Spätestens nach einer halben Stunde sollte die Botschaft des Autors jeder Leser begriffen haben. Denn Ardeschyr Hagmaier setzt offenbar ganz auf die Methode der Wiederholung. Und so kommt sein "Easy!-Sales" eben alle paar Zeilen vor. Gemeint ist mit diesem Akronym: Einleitung und Entscheidung - Analyse - Strategie - Yin- und Yang-Prinzip und mit dem Ausrufezeichen die Handlungsanleitung.
Zu Beginn wird der Leser daran erinnert, dass auch das Leben ein Kleiderschrank sei, den daher ebenfalls nach Brauchbarem durchwühlt werden müsse. Nur seien es statt Klamotten eben Talente und Fertigkeiten, die er genauer betrachtet sollte. Dieser Vergleich mag zwar nicht der beste sein, deutet aber bereits auf ein Stilelement des Autors hin. Er arbeitet außer mit Wiederholungen auch stark mit Metaphern und Wortbildern, von denen tatsächlich viele hängen bleiben. Damit erleichtert Hagmaier seinen Lesern die Einschätzung ihrer Kompetenzen. Bekannte Fragen sind also nicht im üblichen sozialpsychologischen Jargon gestellt, sondern lauten zum Beispiel: Sind Sie eine Visionsrakete oder ein Sprossenkletterer? Ein Planungsriese oder ein Handlungsdavid? Ein Honigsammler oder ein Impulsjäger? Ein Vertrauensbruder oder ein Sympathiefreund?
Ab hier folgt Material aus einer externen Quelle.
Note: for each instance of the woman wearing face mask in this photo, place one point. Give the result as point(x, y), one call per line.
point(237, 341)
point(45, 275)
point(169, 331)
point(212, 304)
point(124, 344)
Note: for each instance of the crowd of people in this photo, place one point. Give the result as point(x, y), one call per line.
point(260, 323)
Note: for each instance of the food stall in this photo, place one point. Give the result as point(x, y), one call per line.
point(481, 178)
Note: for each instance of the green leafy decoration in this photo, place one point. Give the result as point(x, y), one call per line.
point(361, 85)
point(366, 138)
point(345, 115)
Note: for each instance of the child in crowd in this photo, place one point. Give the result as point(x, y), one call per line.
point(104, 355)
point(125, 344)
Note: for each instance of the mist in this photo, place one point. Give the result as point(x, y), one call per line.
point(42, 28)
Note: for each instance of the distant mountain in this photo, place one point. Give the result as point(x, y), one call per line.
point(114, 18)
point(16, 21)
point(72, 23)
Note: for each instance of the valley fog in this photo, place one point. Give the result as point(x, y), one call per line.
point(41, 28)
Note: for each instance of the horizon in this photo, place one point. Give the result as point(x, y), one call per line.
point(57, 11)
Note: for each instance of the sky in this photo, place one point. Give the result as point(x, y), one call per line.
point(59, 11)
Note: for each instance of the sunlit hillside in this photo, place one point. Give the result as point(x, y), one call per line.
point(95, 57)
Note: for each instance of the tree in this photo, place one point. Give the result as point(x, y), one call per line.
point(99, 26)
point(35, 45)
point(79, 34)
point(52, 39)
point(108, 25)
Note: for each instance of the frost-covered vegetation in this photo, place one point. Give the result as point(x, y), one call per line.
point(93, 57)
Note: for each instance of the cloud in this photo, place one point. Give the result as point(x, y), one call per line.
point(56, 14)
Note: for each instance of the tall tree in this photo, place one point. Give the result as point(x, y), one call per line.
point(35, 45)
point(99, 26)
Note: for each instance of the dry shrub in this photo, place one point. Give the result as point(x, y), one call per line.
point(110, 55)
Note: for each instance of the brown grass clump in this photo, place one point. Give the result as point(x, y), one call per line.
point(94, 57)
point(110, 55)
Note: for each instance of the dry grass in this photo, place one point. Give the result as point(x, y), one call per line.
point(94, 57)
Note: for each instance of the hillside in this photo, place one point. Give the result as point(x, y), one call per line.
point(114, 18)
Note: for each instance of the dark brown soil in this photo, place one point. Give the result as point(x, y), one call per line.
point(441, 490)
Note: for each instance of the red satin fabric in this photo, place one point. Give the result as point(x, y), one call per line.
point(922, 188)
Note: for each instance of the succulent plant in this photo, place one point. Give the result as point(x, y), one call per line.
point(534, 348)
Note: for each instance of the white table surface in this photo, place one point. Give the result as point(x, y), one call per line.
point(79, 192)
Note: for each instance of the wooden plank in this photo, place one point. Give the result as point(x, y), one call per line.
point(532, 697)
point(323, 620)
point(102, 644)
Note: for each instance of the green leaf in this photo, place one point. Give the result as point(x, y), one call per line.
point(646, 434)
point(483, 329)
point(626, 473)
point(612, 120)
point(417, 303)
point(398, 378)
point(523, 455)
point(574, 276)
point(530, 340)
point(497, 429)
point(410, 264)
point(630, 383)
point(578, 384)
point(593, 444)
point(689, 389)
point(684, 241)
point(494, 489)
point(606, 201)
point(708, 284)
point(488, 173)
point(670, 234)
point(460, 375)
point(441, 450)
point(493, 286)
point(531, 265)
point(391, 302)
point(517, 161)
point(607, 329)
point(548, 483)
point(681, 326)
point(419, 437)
Ein Aufmerksamkeitszauberer oder ein Krimiregisseur? Ein Diagnosedoktor oder ein Therapiearzt? Ein Nutzenimprovisator oder ein Präsentationsdramatiker? Ein Footballplayer oder ein Softballspieler? Ein Hoffnungsritter oder ein Entscheidungsfreak? Ein Kontaktpfleger oder ein Empfehlungsmarketer?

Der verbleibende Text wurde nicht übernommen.